Me uní a la abuela para preparar panecillos y durante un momento, olvidé que estaba furiosa y resentida con mamá, hasta que ella lo mencionó.
—¿Cómo está Tasha? —preguntó, con interés disimulado.
—Encinta —fue todo lo que respondí.
La abuela alzó sus cejas plateadas y asintió. —Lo siento. ¿Ella está emocionada?
—Al parecer, sí —me encogí de hombros, sin mirar a la abuela o sabría cuán triste estaba.
—¿Ya se lo dijo a Kasen?
—No lo sé —terminé de rellenar los pastelillos y los metí al horno—. Y no me interesa mucho. Sabes que no nos toleramos.
—Ah, sí, la vieja disputa entre Dasha y Kasen —rió ella, negando un par de veces—. Yo tampoco lo tolero, por eso me vine a vivir acá.

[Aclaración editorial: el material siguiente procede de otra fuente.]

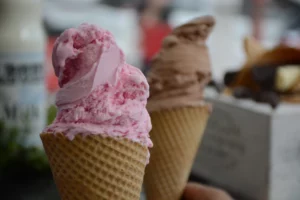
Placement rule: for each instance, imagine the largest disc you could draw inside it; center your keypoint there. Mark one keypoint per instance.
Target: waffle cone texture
(176, 135)
(95, 167)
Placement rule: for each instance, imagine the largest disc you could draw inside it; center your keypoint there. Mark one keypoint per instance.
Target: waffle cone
(95, 167)
(176, 135)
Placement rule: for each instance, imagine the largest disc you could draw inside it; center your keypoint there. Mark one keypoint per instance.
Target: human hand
(195, 191)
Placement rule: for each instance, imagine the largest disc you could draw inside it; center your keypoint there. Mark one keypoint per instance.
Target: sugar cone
(95, 167)
(176, 135)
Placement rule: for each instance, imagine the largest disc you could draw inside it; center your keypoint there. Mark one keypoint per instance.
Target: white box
(252, 150)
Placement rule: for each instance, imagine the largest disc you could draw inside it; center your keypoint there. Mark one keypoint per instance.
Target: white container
(252, 150)
(22, 88)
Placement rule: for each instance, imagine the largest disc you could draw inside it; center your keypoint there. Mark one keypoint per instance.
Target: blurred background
(29, 29)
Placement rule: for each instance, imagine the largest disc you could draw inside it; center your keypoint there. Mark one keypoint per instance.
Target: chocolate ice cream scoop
(181, 70)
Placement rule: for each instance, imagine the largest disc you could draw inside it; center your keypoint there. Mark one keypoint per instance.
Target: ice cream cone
(96, 167)
(176, 135)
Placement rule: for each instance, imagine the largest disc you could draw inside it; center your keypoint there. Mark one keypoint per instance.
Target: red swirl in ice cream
(99, 93)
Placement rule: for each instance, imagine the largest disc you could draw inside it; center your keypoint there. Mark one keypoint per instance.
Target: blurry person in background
(195, 191)
(153, 21)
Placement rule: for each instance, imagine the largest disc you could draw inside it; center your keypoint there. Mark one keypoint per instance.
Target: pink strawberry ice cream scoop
(99, 93)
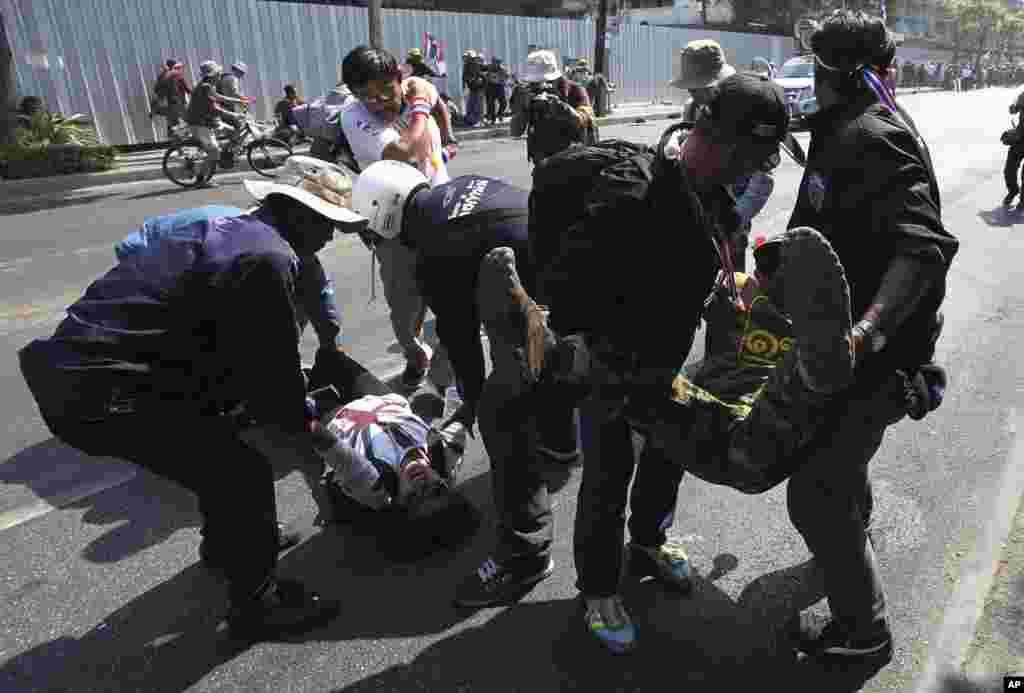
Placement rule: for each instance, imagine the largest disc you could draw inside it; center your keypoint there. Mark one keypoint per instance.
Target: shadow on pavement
(43, 203)
(173, 636)
(705, 643)
(1001, 216)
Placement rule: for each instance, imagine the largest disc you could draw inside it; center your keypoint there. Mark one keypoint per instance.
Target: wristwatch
(873, 337)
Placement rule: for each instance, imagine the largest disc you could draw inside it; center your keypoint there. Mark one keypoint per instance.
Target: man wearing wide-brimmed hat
(538, 114)
(187, 326)
(701, 68)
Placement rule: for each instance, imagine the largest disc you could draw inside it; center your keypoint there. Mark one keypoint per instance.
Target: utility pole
(600, 57)
(8, 87)
(376, 24)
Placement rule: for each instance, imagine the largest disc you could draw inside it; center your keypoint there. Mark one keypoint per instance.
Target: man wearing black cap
(738, 131)
(869, 188)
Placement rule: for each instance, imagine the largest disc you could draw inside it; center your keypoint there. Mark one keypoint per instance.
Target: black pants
(232, 481)
(600, 521)
(513, 418)
(497, 101)
(1011, 172)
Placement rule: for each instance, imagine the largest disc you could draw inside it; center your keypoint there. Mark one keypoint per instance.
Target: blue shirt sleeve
(156, 228)
(315, 295)
(753, 197)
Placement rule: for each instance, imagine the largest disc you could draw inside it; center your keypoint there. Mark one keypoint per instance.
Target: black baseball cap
(750, 105)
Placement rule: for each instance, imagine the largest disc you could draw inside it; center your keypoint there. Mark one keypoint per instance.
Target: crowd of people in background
(861, 320)
(956, 77)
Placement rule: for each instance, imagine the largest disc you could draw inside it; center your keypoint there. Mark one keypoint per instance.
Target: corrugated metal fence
(101, 56)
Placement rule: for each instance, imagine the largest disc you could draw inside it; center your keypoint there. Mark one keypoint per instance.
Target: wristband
(872, 337)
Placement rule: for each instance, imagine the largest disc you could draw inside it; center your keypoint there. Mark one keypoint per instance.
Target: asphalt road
(101, 591)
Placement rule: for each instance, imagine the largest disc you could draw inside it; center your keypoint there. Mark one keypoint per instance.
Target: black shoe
(416, 372)
(567, 458)
(286, 539)
(830, 642)
(283, 607)
(494, 583)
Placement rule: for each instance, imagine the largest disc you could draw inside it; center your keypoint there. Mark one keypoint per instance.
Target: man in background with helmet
(470, 239)
(230, 85)
(869, 188)
(151, 361)
(203, 117)
(403, 121)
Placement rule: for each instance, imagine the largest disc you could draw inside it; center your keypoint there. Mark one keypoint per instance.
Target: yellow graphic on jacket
(743, 346)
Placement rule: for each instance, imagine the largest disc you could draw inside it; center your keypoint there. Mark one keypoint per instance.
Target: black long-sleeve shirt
(453, 227)
(869, 187)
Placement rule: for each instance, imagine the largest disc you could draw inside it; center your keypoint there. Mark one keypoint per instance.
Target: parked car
(797, 79)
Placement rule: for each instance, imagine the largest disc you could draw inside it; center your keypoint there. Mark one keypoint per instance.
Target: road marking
(115, 475)
(965, 608)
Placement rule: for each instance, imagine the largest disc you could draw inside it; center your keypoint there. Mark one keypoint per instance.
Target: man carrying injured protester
(822, 413)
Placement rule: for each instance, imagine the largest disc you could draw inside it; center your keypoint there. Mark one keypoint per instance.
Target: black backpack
(622, 246)
(552, 126)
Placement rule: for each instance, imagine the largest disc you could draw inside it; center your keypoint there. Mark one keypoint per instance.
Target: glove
(539, 341)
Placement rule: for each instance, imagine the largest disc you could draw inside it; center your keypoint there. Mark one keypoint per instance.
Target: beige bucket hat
(324, 187)
(701, 63)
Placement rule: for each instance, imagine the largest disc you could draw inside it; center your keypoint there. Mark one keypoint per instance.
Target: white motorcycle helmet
(380, 195)
(209, 69)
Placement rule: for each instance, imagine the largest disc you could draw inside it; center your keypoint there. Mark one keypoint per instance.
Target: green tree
(8, 88)
(1008, 34)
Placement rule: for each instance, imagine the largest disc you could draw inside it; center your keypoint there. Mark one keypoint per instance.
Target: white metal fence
(101, 56)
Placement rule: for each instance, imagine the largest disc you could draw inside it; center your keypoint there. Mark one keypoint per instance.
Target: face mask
(706, 159)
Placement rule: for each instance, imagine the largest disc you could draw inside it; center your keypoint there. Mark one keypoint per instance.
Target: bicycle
(185, 159)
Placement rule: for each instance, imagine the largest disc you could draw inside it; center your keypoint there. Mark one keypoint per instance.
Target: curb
(76, 181)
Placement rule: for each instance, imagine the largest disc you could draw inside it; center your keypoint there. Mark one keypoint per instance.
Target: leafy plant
(43, 129)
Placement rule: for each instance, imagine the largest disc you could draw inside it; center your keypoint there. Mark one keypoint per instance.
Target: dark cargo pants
(513, 416)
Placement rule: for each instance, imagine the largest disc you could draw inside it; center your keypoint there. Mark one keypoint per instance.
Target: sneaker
(281, 608)
(560, 458)
(495, 583)
(832, 642)
(816, 296)
(607, 620)
(416, 371)
(286, 539)
(667, 563)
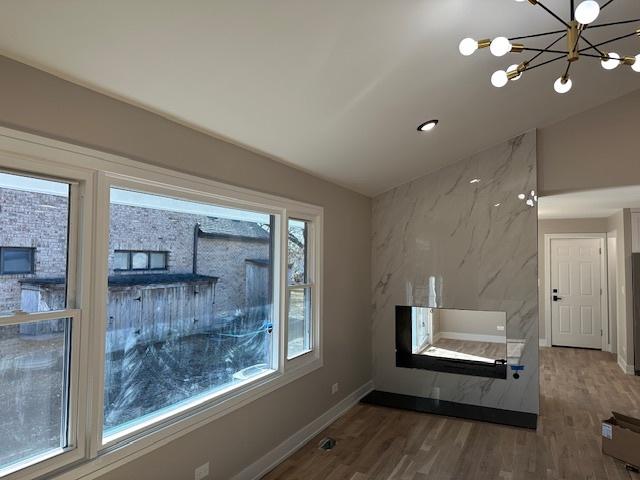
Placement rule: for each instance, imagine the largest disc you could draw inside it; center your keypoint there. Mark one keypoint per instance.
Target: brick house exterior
(35, 220)
(226, 249)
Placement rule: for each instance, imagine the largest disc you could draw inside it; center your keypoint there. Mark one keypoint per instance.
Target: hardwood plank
(579, 388)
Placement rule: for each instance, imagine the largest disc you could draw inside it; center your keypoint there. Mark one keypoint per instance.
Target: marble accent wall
(442, 241)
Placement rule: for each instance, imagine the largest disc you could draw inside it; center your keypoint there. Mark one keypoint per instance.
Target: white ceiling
(334, 87)
(589, 204)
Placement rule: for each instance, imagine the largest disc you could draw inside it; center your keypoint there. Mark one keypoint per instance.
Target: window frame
(29, 154)
(310, 284)
(32, 260)
(130, 253)
(79, 233)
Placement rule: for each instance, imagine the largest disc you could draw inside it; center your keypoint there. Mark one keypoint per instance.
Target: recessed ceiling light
(427, 126)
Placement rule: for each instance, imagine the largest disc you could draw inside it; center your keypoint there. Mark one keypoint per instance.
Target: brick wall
(39, 220)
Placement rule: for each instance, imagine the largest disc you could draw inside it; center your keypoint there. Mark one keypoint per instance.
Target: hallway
(579, 388)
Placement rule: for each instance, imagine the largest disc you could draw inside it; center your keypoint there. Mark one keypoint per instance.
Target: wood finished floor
(579, 388)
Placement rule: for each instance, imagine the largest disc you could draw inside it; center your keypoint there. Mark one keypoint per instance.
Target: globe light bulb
(587, 12)
(513, 68)
(467, 46)
(612, 62)
(499, 78)
(562, 85)
(500, 46)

—Ojalá fuera así de sencillo para mí.
—¿Podría serlo? ¿Por qué no vienes a vivirte conmigo? Tengo espacio de sobra y eres bienvenida siempre que quieras. Sabes de antemano que suelo sentirme sola, ¿no?
—No lo sé —vacilé—. No sé si pueda dejar a Isaak.
—¿Isaak? —se extrañó la abuela—. Tu hermano es ya un hombre y lo sabes, Darya, él no necesita ninguna clase de protección… ¿Es por tu madre?